From 09ed791c1ee523a63affa63f0ee24da569a01e3a Mon Sep 17 00:00:00 2001
From: Sam Leffler <sleffler@google.com>
Date: Wed, 11 May 2022 00:36:05 +0000
Subject: [PATCH] MlCoordinator: get models in BundleImage format from
 SecurityCoordinator

- remove vestiges of mapped ELF file; models now come from
  SecurityCoordinator using a LoadModel request in the form of a BundleImage
- change execute api to take a bundle_id & model_id
- track loded bundle_id & model_id to handle switching between models
- load_elf -> load_image (which loads a BundleImage)

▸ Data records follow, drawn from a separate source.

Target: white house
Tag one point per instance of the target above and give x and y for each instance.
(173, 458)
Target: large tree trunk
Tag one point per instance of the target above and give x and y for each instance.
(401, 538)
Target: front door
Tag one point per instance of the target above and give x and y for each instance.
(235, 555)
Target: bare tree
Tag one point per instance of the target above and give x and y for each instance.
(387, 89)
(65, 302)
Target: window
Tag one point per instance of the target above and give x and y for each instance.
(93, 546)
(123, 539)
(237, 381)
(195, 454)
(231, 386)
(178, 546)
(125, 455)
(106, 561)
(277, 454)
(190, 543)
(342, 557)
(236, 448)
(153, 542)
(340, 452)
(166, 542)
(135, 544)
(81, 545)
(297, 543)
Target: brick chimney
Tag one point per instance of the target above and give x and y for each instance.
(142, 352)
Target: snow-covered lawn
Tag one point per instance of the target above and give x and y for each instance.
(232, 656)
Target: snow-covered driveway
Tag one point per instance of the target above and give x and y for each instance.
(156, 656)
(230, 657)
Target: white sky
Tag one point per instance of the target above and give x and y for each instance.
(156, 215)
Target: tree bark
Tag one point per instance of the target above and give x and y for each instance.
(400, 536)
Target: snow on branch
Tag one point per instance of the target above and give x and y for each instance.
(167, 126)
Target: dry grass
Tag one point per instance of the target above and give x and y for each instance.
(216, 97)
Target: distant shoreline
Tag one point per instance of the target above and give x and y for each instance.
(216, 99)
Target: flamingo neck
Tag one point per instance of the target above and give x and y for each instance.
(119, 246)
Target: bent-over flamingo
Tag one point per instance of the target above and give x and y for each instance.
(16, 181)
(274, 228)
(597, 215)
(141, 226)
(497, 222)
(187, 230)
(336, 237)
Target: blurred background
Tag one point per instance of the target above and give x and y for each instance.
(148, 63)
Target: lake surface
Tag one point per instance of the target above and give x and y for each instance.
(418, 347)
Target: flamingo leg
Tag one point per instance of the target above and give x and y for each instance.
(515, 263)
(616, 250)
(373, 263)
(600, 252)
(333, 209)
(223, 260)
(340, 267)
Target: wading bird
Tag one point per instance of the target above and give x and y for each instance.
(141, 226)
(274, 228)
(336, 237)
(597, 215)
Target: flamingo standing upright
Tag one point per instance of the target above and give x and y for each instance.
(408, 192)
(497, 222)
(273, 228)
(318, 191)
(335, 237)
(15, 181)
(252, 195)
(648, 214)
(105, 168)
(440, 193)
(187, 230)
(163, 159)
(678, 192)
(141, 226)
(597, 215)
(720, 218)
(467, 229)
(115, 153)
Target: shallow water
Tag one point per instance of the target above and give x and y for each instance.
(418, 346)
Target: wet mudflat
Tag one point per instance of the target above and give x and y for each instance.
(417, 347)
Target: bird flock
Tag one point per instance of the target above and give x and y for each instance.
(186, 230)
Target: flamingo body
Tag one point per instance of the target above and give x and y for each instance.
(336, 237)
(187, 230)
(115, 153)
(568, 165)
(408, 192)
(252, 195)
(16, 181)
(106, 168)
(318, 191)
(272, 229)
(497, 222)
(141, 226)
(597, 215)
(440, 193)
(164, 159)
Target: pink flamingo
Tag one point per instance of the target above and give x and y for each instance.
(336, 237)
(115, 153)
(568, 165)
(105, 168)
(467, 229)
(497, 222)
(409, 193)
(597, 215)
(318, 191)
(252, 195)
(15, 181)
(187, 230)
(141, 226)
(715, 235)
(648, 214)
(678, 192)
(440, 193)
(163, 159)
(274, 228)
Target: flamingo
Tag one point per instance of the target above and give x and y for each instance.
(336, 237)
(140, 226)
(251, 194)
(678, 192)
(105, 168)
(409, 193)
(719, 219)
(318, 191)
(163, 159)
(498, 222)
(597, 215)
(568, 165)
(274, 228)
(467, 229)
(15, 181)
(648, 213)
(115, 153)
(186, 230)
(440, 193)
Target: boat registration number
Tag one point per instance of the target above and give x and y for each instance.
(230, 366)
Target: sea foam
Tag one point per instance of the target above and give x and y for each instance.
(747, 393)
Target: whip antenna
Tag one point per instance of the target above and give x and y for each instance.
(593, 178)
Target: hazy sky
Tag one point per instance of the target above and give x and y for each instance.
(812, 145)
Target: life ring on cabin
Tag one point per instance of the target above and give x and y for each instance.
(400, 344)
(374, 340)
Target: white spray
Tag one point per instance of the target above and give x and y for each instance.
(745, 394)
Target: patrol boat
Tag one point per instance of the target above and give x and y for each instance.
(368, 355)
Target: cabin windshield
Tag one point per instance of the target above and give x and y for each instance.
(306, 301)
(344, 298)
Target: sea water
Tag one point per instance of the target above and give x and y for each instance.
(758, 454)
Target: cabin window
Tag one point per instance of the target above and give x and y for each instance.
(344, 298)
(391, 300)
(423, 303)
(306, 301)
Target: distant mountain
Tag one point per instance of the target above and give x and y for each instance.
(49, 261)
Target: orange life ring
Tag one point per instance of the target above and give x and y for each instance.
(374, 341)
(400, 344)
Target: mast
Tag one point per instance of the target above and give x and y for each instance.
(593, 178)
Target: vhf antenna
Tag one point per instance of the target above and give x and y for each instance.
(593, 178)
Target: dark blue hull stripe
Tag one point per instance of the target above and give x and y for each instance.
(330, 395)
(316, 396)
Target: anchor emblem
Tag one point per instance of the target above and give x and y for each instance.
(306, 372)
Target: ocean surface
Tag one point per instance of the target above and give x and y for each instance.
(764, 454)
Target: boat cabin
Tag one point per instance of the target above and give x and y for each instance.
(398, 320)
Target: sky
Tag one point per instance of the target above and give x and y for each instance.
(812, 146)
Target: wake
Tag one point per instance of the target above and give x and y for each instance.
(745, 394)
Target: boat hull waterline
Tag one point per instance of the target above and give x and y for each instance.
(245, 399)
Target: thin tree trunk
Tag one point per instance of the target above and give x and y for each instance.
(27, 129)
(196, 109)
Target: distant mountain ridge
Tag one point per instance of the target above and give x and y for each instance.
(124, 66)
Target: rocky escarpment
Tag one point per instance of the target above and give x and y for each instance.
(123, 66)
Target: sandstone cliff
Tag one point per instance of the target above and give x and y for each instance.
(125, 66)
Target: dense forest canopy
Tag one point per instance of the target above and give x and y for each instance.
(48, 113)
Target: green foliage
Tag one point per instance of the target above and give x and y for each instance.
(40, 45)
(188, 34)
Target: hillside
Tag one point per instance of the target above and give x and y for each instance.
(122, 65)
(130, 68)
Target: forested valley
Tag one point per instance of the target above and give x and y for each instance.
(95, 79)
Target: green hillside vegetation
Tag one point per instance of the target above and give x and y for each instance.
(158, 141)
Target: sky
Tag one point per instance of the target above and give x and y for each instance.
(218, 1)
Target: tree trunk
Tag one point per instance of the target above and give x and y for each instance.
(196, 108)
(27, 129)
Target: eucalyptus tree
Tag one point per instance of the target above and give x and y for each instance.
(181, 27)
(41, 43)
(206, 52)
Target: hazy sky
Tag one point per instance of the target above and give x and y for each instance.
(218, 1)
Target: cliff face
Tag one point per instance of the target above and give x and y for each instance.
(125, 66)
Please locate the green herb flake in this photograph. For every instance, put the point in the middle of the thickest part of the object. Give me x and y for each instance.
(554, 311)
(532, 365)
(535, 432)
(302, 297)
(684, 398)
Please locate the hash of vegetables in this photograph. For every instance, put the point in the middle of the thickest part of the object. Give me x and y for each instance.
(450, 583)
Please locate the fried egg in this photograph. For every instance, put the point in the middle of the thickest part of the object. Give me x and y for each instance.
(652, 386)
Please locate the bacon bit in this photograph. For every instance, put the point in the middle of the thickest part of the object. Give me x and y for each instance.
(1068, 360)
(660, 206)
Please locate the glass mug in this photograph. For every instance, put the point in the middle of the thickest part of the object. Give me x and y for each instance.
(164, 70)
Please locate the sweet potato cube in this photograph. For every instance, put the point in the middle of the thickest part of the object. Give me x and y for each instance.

- add a client-side wrapper to hide marshalling details
- add a copyregion (VSpace hole) for processing BundleImages
- integrate with slot allocator
- setup the heap (needed for various things)

Change-Id: I50f3526bddefcdb67b742d42ca396bfefc10801f
GitOrigin-RevId: 80aa0da34b057b334b7d76932c7ad25146364569
---
 .../MlCoordinator/MlCoordinator.camkes        |   4 +-
 .../kata-ml-coordinator/Cargo.toml            |   4 +-
 .../kata-ml-coordinator/src/run.rs            | 134 ++++++++++++++----
 .../kata-ml-interface/Cargo.toml              |   4 +
 .../kata-ml-interface/src/lib.rs              |  25 +++-
 .../MlCoordinator/kata-vec-core/Cargo.toml    |   5 +-
 .../MlCoordinator/kata-vec-core/src/lib.rs    |  76 +++++-----
 7 files changed, 176 insertions(+), 76 deletions(-)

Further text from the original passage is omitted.